Jules Verne: Zwei Jahre Ferien
Dieser Abenteuerroman bündelt wohl am deutlichsten die Theorien der Aufklärung. Fast meinte man Rousseaus „Emile“ neu zu lesen. Verne bedient sich hier der in den einzelnen Büchern beschriebenen Phasen der Erziehung. Er lässt die fünfzehn gestrandeten Kinder Erfahrungen aus Beobachtungen sammeln, Wissen anwenden und weitergeben, durch Arbeitsteilung Erfolg haben, Streit und Arroganz zum Misserfolg führen.

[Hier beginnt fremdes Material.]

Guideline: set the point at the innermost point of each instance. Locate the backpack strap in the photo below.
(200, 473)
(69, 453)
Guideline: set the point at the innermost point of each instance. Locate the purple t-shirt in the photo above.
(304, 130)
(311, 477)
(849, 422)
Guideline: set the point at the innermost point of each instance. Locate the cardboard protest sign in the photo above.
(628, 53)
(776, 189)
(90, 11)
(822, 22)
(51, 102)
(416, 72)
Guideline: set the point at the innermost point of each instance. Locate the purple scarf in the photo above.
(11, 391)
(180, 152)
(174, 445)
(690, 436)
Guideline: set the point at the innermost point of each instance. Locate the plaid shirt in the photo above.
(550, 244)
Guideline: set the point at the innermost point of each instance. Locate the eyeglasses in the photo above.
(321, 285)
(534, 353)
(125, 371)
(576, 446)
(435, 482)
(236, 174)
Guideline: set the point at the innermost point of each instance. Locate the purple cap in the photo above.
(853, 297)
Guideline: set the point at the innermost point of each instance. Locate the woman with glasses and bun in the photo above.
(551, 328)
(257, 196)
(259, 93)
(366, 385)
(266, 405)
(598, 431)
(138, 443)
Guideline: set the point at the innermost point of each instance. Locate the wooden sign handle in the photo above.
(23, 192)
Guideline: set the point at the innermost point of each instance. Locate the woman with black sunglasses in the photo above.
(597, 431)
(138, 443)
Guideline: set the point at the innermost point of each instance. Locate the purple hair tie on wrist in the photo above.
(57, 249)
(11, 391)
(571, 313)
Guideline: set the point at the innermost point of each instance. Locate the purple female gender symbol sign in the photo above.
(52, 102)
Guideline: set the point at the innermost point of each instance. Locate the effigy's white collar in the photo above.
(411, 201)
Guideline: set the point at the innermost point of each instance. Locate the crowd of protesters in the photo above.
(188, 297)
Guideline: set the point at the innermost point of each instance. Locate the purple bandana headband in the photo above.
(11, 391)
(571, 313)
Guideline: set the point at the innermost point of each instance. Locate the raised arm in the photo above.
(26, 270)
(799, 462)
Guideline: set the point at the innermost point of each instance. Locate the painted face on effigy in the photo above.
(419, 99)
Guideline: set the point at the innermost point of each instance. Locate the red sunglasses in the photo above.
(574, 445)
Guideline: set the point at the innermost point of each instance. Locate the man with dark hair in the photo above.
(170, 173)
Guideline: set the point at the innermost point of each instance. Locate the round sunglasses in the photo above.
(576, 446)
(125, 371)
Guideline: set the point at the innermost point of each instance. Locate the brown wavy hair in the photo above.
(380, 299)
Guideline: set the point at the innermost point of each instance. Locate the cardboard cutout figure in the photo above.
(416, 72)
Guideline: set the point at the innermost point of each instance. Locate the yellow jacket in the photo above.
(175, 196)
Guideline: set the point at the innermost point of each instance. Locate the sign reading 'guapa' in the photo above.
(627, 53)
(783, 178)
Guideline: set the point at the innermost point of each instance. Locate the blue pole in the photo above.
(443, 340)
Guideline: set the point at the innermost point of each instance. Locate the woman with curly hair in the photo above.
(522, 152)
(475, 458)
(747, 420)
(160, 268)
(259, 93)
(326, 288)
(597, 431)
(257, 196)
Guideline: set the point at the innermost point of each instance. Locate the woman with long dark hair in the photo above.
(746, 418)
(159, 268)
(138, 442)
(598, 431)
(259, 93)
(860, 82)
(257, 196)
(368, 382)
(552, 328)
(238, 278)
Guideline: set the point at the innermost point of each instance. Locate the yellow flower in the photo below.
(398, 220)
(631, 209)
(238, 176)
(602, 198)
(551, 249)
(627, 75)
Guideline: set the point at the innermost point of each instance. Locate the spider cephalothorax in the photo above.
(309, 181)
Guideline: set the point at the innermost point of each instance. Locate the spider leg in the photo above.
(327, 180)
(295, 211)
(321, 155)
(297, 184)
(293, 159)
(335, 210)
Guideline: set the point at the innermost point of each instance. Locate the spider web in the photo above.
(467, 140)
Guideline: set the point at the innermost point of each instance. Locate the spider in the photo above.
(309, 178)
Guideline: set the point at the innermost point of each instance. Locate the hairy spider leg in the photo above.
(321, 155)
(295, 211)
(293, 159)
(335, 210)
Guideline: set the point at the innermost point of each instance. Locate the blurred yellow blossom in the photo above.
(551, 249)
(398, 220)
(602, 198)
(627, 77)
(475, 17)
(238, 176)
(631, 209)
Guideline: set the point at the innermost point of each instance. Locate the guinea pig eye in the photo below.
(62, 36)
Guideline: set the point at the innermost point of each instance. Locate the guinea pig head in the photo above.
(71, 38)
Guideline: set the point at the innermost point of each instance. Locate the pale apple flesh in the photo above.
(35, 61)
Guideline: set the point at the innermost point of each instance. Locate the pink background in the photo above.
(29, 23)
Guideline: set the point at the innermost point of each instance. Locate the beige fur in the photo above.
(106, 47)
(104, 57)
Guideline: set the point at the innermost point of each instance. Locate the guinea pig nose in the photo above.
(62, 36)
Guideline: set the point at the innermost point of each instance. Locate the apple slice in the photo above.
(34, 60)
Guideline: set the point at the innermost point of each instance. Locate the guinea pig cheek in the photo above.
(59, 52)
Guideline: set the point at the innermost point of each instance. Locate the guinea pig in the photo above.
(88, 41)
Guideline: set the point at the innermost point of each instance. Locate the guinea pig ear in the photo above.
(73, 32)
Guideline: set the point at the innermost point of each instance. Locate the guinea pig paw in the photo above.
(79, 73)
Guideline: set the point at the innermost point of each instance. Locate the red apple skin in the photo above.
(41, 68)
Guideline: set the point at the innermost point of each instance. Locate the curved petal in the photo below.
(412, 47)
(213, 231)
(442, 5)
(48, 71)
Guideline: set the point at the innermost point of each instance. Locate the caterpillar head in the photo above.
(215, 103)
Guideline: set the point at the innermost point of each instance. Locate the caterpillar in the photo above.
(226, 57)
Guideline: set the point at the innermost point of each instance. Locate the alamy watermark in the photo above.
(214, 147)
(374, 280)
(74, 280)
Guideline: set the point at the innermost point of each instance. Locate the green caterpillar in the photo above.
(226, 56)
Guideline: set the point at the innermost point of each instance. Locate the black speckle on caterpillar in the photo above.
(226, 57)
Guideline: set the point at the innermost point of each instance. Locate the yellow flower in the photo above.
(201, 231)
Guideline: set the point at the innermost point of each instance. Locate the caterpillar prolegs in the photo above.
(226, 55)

Interessanter Weise greift Verne englische Erziehungsmethoden auf(1), immerhin stammen die Jungen ja aus einem britischen Pensionat Neuseelands, das damals noch britische Kronkolonie war. Das englische Bürgertum hatte mit John Locke (1632 - 1704) einen Erziehungstheoretiker, dessen Lehren zwar zunächst nicht angewandt wurden, die aber sehr wohl zu den Voraussetzungen von Rousseau und Leibnitz gehörten und so schlussendlich doch Einzug im britischen Empire hielten, da Locke deutlich englische Befindlichkeiten, besonders in religiöser Richtung, in seine Schulordnung einfließen ließ, besonders die Wissenserarbeitung durch empirische Forschung geht auf ihn zurück. Ein weiterer wichtiger Brite für den ethischen Hintergrund des Romans dürfte der Philosoph Herbert Spencer (1820 - 1903) sein, der nicht nur den Begriff Survival of the fittest (Überleben des Angepasstesten) prägte sondern auch dem Freiheitsbegriff jegliche Grenzen nahm aus diese, das nicht in die Freiheit eines anderen Menschen eingegriffen werden dürfe.
Insofern versucht Verne mit der Insel Chairham nicht nur eine Gesellschaft im Kleinen zu replizieren, er formt auch ein Stück Utopie, mit der bereits dargestellten Einschränkung, daß der der schwarze Schiffsjunge, eigentlich als einzig übriggebliebenes Besatzungsmitglied zum Aufseher seiner Passagiere prädestiniert, aufgrund seiner Hautfarbe und obwohl ein wertvolles Mitglied der Gemeinschaft ist, von den Kindern rechtlich diskriminiert wird.
So wird die Wahl zum Oberhaupt der kleinen Gemeinschaft Schiffbrüchiger kommentiert mit:
„Wer die meisten Stimmen hatte, war gewählt. Da die Kolonie aus vierzehn Mitgliedern bestand – Moko als Neger wurde kein Stimmrecht zugestanden -, war gewählt, wer mehr als sieben Stimmen auf sich zu vereinigen vermochte.“(2) Außerdem ist er der einzige, der in der Speisekammer und somit allein schläft.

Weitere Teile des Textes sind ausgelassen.